A paper published by Harvard University in 2015 (What is a walkable place? The Walkability debate in urban design) speaks very simply to the idea that ‘walkabilitý’ refers to no more than making urban environments better in a holistic way: slower-paced, more human-scaled, healthier and happier. It is less about walking, per se, but more about creating a generally good place to be.

As a property development company, the Amdec Group has been at the forefront of designing people-friendly precincts for more than two decades.

Along with Melrose Arch’s latest residential development, One on Whiteley which is already 95% sold out, the company is behind a number of other urban pedestrian friendly precincts. These include the Yacht Club development in Cape Town that will connect the V&A Waterfront to the central city’s bustling foreshore area and the planned R10 billion Harbour Arch on Cape Town’s foreshore, modelled on the global trend for walkable precincts such as Darling Harbour in Sydney and Canary Wharf in London.

As proof of the desirability of smart cities, Harbour Arch is one of the fastest selling large-scale developments in the country, with sales and reservations topping R1 billion since its launch in October 2017. Currently, a mere 13 units remain.

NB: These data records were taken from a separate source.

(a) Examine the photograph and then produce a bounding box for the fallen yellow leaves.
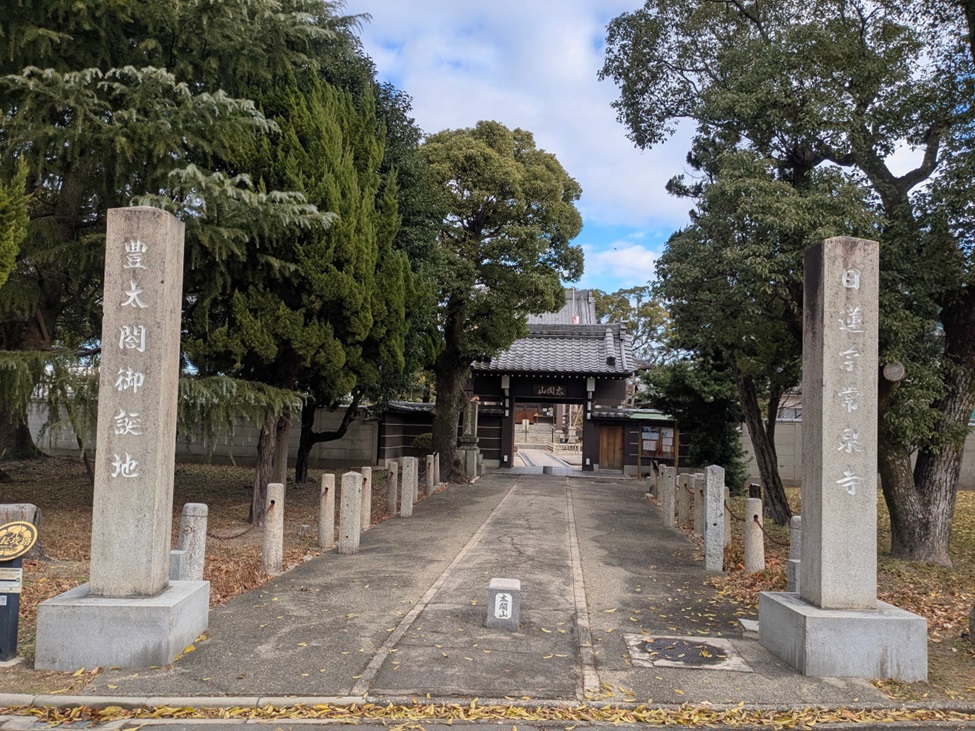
[0,700,960,729]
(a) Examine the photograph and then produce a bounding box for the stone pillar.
[745,497,765,574]
[386,459,399,515]
[759,238,927,681]
[34,206,210,670]
[677,474,691,528]
[704,465,724,571]
[339,472,362,555]
[261,482,284,576]
[724,486,731,546]
[318,474,335,550]
[799,238,880,609]
[90,207,184,597]
[176,503,209,581]
[785,515,802,591]
[360,467,372,532]
[660,467,677,528]
[691,475,705,538]
[399,457,416,518]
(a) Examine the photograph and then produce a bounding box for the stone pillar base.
[758,591,928,682]
[34,581,210,670]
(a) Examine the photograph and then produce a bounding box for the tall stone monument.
[759,238,927,681]
[35,207,210,670]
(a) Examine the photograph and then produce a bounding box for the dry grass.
[714,488,975,701]
[0,457,404,693]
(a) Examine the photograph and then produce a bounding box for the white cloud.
[346,0,688,229]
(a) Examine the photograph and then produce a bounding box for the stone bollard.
[359,467,372,532]
[704,465,724,571]
[261,482,284,576]
[484,578,521,632]
[399,457,416,518]
[339,472,362,556]
[177,503,208,581]
[318,475,335,550]
[660,467,677,528]
[724,486,731,546]
[426,454,437,495]
[745,497,765,574]
[386,459,399,515]
[677,475,691,528]
[691,475,705,538]
[785,515,802,592]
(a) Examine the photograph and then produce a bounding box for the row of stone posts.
[649,465,731,571]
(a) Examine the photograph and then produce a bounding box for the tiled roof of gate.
[471,323,638,377]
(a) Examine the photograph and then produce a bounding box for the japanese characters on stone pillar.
[799,238,879,609]
[90,207,183,597]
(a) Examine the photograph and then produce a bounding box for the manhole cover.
[640,638,728,665]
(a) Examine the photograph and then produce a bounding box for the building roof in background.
[471,323,638,378]
[528,289,599,325]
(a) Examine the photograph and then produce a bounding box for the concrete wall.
[741,421,975,490]
[29,404,379,469]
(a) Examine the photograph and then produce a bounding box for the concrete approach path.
[7,473,904,708]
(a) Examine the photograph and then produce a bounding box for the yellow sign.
[0,520,37,561]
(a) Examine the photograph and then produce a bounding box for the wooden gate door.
[599,424,623,470]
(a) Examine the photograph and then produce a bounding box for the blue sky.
[345,0,690,292]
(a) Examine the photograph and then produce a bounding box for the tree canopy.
[421,122,583,470]
[602,0,975,563]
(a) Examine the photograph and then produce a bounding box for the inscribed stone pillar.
[177,503,209,581]
[677,475,691,527]
[386,459,399,515]
[261,482,284,576]
[318,474,335,549]
[660,467,677,528]
[90,207,183,597]
[339,472,362,555]
[360,467,372,531]
[799,238,880,609]
[399,457,416,518]
[704,465,724,571]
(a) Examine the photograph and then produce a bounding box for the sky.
[344,0,690,292]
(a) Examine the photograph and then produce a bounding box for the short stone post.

According to Managing Director of Amdec Property Developments, Nicholas Stopforth, the company has spent years developing the precinct concept based on best-practice international examples: “It’s about a ‘people first’ instead of a ‘car first’ approach to urban design, whether one is developing office complexes, shopping centres or a residential community.

“In other words, when we talk about a ‘walkable’ precinct, we really just mean great urban design that embraces a number of concepts vital to ensuring that urban areas work to their best advantage.”

Among these, notes Stopforth, are: 

  • Developing sustainability to ensure reductions in our carbon footprint
  • Providing the type of mobility and access that encourages less driving and more non-motorised and thus healthier options in the form of walking or cycling, plus a decrease in transportation costs
  • Nurturing compact economic development nodes that thrive off each other
  • Creating beautiful public spaces to encourage public life, and
  • Developing a sense of cohesion and community among all the users of the space.

These principles are also at the heart of what USA city planner, writer and lecturer Jeff Speck writes about in his renowned book Walkable City (Farrar, Straus and Giroux, 2012), which many urban planners globally consider a blueprint for good urban design.

In the book, Speck notes: “The conventional wisdom used to be that creating a strong economy came first, and that increased population and a higher quality of life would follow. The converse now seems more likely: creating a higher quality of life is the first step to attracting new residents and jobs.”

“This is exactly what we set out to do with Melrose Arch 10 years ago,” says Stopforth.

“We create spaces where all of a person’s daily needs are within walking distance – from home and work to retail and leisure, banking and even medical. In other words, we’ve been refining the model to create a new urban concept where lifestyle meets real estate.”

“My wife and I are a good case study for this entire principle,” says Joe de Beer who has worked as Financial Director at Melrose Arch for the past eight years and who, after “living in suburbia for 20 years”, moved his four-member family to a three-bedroom apartment in the bustling mixed-use precinct.

“We use our car so seldom that the battery runs flat, if I’m not careful,” says De Beer. Travelling fairly regularly for business makes living at Melrose Arch even more of a boon, without having to worry about the safety and security of his family while he’s away.

He also finds that clients request meetings to be held at his office rather than theirs “nine times out of ten” because they prefer both the convenience and the ambiance of Melrose Arch. “It’s about the overall convenience of living in an urban precinct like Melrose Arch, and how it simplifies our lives.”